Jessica Holmes Shares Love of Reading


Jessica Holmes’ mom fostered a love of reading and learning in her daughter, and now Jessica is trying to do the same with the pre-school children in whose class she volunteers as a book mentor.

For the past seven years, she has been a book mentor for Illinois Public Media’s Book Mentor Project. At Rantoul Head Start, she reads a book to the children and helps them do a related activity. “The kids just love to be read to. They soak up everything,” said Jessica, who works in the accounting department at Credit Union 1 in Rantoul.  “I love looking at their faces.”

How did you become a book mentor?

I got involved through Rantoul Rotary. One of the mentors invited me to go with them when they volunteered, and I fell in love with it.

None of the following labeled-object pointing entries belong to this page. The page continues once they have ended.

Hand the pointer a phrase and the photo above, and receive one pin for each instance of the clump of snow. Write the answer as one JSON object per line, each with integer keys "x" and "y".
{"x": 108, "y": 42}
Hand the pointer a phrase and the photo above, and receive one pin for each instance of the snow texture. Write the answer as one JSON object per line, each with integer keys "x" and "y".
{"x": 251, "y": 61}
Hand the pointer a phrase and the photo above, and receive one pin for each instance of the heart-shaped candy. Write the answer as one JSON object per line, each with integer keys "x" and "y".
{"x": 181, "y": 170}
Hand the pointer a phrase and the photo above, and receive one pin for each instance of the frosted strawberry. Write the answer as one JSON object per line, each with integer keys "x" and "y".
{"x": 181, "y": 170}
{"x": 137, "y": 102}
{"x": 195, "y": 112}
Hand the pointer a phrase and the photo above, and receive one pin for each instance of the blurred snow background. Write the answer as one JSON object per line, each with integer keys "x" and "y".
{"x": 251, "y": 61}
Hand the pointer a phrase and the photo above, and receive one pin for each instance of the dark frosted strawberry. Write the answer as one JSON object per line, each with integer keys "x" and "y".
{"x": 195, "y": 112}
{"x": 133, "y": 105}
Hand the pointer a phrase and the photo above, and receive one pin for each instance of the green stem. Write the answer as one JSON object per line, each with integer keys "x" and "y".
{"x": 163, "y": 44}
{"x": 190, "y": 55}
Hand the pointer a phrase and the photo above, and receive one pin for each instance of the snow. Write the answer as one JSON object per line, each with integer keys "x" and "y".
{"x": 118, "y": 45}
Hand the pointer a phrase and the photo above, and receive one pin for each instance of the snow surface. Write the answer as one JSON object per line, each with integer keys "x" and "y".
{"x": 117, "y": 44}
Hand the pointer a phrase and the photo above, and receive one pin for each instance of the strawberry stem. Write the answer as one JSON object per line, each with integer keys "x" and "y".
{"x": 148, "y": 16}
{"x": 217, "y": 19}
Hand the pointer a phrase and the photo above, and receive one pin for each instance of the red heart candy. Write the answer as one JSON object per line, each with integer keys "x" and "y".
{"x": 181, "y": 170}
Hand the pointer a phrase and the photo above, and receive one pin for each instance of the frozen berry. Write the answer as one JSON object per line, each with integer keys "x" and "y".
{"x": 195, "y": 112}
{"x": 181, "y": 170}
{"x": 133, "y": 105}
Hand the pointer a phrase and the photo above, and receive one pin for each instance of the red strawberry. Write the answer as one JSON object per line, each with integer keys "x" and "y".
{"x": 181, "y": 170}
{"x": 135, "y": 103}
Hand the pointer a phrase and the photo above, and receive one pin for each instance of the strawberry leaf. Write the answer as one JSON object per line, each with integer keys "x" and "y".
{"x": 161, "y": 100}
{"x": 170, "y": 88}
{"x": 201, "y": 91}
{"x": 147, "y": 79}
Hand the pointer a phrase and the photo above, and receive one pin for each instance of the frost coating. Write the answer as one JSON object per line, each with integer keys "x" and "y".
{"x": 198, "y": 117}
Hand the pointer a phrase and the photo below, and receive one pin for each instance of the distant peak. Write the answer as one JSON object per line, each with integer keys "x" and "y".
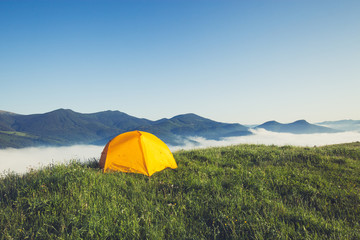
{"x": 302, "y": 121}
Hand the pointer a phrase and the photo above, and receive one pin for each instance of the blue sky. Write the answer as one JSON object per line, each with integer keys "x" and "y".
{"x": 231, "y": 61}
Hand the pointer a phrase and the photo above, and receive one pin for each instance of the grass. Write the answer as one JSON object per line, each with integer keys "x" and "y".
{"x": 237, "y": 192}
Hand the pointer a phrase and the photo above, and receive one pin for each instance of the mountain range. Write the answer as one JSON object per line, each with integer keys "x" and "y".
{"x": 65, "y": 127}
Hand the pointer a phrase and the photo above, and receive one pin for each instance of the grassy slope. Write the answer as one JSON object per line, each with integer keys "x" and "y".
{"x": 245, "y": 191}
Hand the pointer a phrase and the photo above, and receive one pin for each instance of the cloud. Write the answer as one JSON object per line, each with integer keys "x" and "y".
{"x": 262, "y": 136}
{"x": 21, "y": 160}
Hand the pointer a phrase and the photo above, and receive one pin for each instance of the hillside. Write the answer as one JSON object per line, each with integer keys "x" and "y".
{"x": 297, "y": 127}
{"x": 66, "y": 127}
{"x": 238, "y": 192}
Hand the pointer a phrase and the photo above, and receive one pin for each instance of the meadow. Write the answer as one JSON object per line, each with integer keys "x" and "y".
{"x": 236, "y": 192}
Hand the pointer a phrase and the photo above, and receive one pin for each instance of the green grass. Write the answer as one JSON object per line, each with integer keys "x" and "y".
{"x": 237, "y": 192}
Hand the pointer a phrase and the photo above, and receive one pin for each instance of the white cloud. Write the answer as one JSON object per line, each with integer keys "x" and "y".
{"x": 20, "y": 160}
{"x": 261, "y": 136}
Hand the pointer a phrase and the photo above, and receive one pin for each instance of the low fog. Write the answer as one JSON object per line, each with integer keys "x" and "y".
{"x": 21, "y": 160}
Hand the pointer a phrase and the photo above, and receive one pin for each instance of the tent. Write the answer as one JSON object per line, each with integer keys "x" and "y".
{"x": 136, "y": 152}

We understand that you go read to the Head Start kids on additional days besides Book Mentor Project days.

I really missed it during the six months of the year the Book Mentor Project isn’t active, so the teachers said I could come every month on my own and read to the kids. We do all kinds of fun things. Next month we’re going to read about penguins and I’m going to teach them the penguin dance.

What keeps you involved after so many years?

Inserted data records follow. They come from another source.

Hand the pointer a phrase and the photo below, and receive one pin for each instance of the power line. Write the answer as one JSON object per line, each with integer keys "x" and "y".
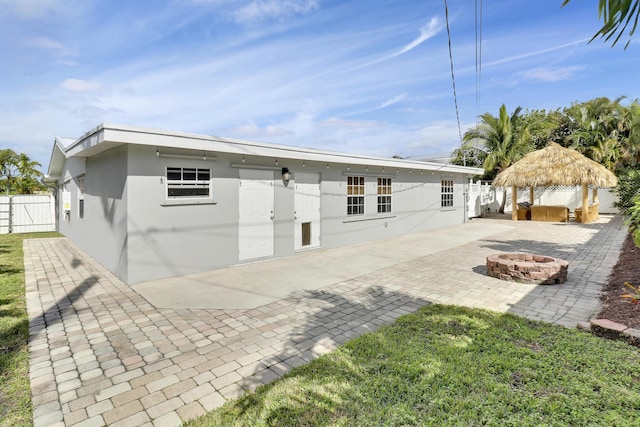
{"x": 478, "y": 28}
{"x": 453, "y": 78}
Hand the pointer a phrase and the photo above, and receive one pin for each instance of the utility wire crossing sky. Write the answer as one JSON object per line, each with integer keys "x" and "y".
{"x": 352, "y": 76}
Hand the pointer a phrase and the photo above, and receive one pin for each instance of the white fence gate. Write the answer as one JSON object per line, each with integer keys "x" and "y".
{"x": 485, "y": 199}
{"x": 27, "y": 213}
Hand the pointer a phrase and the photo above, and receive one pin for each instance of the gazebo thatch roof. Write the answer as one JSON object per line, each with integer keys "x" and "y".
{"x": 555, "y": 165}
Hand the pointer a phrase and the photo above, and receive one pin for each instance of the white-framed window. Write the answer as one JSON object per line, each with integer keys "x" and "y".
{"x": 446, "y": 193}
{"x": 384, "y": 195}
{"x": 355, "y": 195}
{"x": 183, "y": 183}
{"x": 80, "y": 181}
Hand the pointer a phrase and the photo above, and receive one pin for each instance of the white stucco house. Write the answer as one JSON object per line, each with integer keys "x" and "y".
{"x": 151, "y": 204}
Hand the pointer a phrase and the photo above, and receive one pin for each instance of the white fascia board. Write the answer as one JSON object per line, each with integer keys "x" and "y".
{"x": 57, "y": 160}
{"x": 107, "y": 136}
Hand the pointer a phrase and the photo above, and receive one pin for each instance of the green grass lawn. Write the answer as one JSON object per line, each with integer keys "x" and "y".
{"x": 443, "y": 365}
{"x": 15, "y": 391}
{"x": 447, "y": 365}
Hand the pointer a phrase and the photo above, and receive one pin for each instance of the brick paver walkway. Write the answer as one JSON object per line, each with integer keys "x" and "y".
{"x": 100, "y": 354}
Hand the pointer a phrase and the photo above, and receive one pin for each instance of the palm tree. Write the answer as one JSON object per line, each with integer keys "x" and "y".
{"x": 617, "y": 16}
{"x": 8, "y": 168}
{"x": 30, "y": 177}
{"x": 504, "y": 139}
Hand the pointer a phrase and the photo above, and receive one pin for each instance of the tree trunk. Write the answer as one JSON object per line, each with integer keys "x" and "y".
{"x": 504, "y": 200}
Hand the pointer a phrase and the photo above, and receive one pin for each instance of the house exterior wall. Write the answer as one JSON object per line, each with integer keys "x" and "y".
{"x": 134, "y": 229}
{"x": 102, "y": 232}
{"x": 170, "y": 240}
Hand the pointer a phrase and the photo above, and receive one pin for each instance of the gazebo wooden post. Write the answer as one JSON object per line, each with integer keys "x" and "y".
{"x": 514, "y": 203}
{"x": 585, "y": 203}
{"x": 531, "y": 194}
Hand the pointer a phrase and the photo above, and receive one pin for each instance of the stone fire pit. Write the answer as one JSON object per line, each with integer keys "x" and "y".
{"x": 527, "y": 268}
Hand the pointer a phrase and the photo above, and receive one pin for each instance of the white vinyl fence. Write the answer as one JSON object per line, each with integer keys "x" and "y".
{"x": 485, "y": 199}
{"x": 27, "y": 213}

I just really enjoy the kids and the teachers. These kids are our future. They’re going to be the presidents, doctors, lawyers, bank tellers, mail carriers and other workers. Reading was so important to me as a child so I enjoy sharing books with these kids. If I had to give up some of my volunteer work, the last thing I would give up is being a book mentor.

What other volunteer work do you do?

Along with a lot of other people, I helped raise money for new playground equipment at Rantoul Head Start. I’m a director and actor with the Rantoul Theatre Company, and I’m active with Rotary.

What was your favorite book as a child?

Miss Twiggley’s Tree. She lived in a tree with her little dog. I just loved that book.

What is your favorite book that you have read to children?

“Stand Back,” Said the Elephant, “I’m Going to Sneeze.” I read this one with Barb Ridenour and Joe Murphy at Words in the Wind (a fundraiser for the Book Mentor Project).

Has being in theater helped you as you read to the children?

I think it has, but as I’ve become a more experienced book mentor, I’ve definitely learned to let go of some of my inhibitions. Now it’s okay to make noises and gestures while I’m reading, and just have fun with it.

Bridget Meis, in whose classroom Jessica volunteers, says the kids definitely pick up on Jessica’s energy and enthusiasm. “They can tell how much she cares about them, so they give that right back,” she said.

Illinois Public Media’s Book Mentor Project serves 42 classrooms and 720 families each year. The project trains volunteers come from local businesses, community service organizations, student associations and parent groups. The volunteers visit Head Start and early childhood classrooms where they read a book and do a related activity with the children.